In situ zymography (A,B,D,E) was performed in tissues from rats that received 10 μg cortical infusions of LPS (B, arrow). Gelatin-cleaved fluorescence was prominent in cortical regions adjacent to the LPS infusion site (B,D). Fluorescent signal in contralateral control hemispheres was faint by comparison and was detected only in blood vessels (A,D). Consistent with increased gelatinase activity, LPS induced elevations in CD-45 (C) and MMP-9 (F) immunoreactivity. Gelatin zymography was performed using 2 ng and 4 ng of purified gelatinase zymography standards (G, left panel). Intense bands of cleaved gelatin were detected at the predicted positions on SDS-PAGE for MMP-9 (92 kDa) and MMP-2 (68, 62 kDa). Incubation with 3 mM AG3340 showed complete inhibition of gelatinase activity. Western Blot of cortical homogenates from ischemic rat brain (G, right panel) shows a single band migrated at the predicted position on SDS-PAGE for activated MMP-9 (∼78 kDa). N = 2 (in situ zymography), N = 4 (Western Blot; R = ischemic hemisphere). Scale bars = 100 μm. Arrows indicate cells expressing both antigens.

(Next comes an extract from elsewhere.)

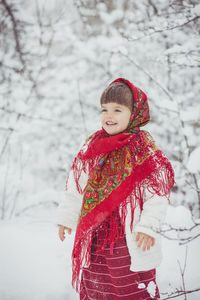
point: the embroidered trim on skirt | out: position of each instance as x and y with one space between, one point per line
109 277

Figure 3. Basal MMP-9 expression

Micrographs show cellular expression of MMP-9 (A,D,H), GFAP (B), CD11b (E) and NSE (I) after 48 hrs exposure to normoxia. (A-C) Basal MMP-9 expression colocalized with astrocytic processes (C). (D-F) CD11b – expressing microglia displayed the activated phenotype in normoxic slices (E) but did not colocalize with MMP-9 (F). (G-J) MMP-9 expression was prominent on cell surfaces of NSE-immunopositive neurons (J). Scale bars = 100 μm. Arrows indicate cells expressing both antigens.

Figure 4. MMP-9 expression after OGD

Micrographs show cellular expression of MMP-9 (B,E,I), GFAP (A), CD11b (D) and NSE (H) after 48 hrs exposure to OGD. (A-C) Hypertrophic astrocytes showed intense GFAP immunoreactivity (A) but little colocalization with MMP-9 (C). (D-F) CD11b – expressing microglia were ubiquitous (D) and colocalized with MMP-9 (F) after OGD. (G-J) NSE – positive neurons (H) expressed MMP-9 on cell surfaces (J). Scale bars = 100 μm. Arrows indicate cells expressing both antigens.

Figure 5. Gelatinase activity is elevated after OGD

Confocal micrographs show in situ zymography in organotypic hippocampal slices after 48 hrs exposure to normoxia or OGD. Basal gelatinase activity was detected in normoxic cells (A,C) and was increased after exposure to OGD (B,D). Gelatinase activity localized to cellular processes and cells with amoeboid morphology after OGD (D) when compared to normoxia (C). Scale bars = 100 μm (A,B), 50 μm (C,D).

Figure 6. Treatment with AG3340 or minocycline reduces gelatinase activity

Gelatin-cleaved fluorescence was quantified in organotypic hippocampal slices after exposure to normoxia or OGD in media containing vehicle, AG3340, or minocycline. Slices treated with vehicle alone showed a significant increase in fluorescent signal after exposure to OGD relative to normoxic controls (p<0.01). Gelatinase activity was significantly reduced in slices exposed to OGD and treated with either AG3340 (p<0.01) or minocycline (p<0.05) relative to those treated with vehicle alone. N = 6. * indicates significant from normoxia; # indicates significant from OGD + vehicle.

Figure 7. Treatment with AG3340 or minocycline reduces neural injury

Organotypic hippocampal slices exposed to normoxia or OGD in media containing vehicle, AG3340, or minocycline were stained with Fluoro-Jade. Basal Fluoro-Jade staining was detected in slices exposed to normoxia after all treatments (A-C). Staining was markedly elevated in slices exposed to OGD and treated with vehicle alone (D) compared to normoxic controls (A), and this effect was attenuated in slices exposed to OGD and treated with either AG3340 (E) or minocycline (F) (scale bars = 100 μm). Quantification (G) showed a significant increase in slices exposed to OGD and treated with vehicle alone relative to normoxic controls (p<0.001). Treatment with either AG3340 or minocycline attenuated the OGD – induced increase in Fluoro-Jade stain (p<0.001), and minocycline reduced staining to normoxic control levels. N = 6. * indicates significant from normoxia; # indicates significant from OGD + vehicle.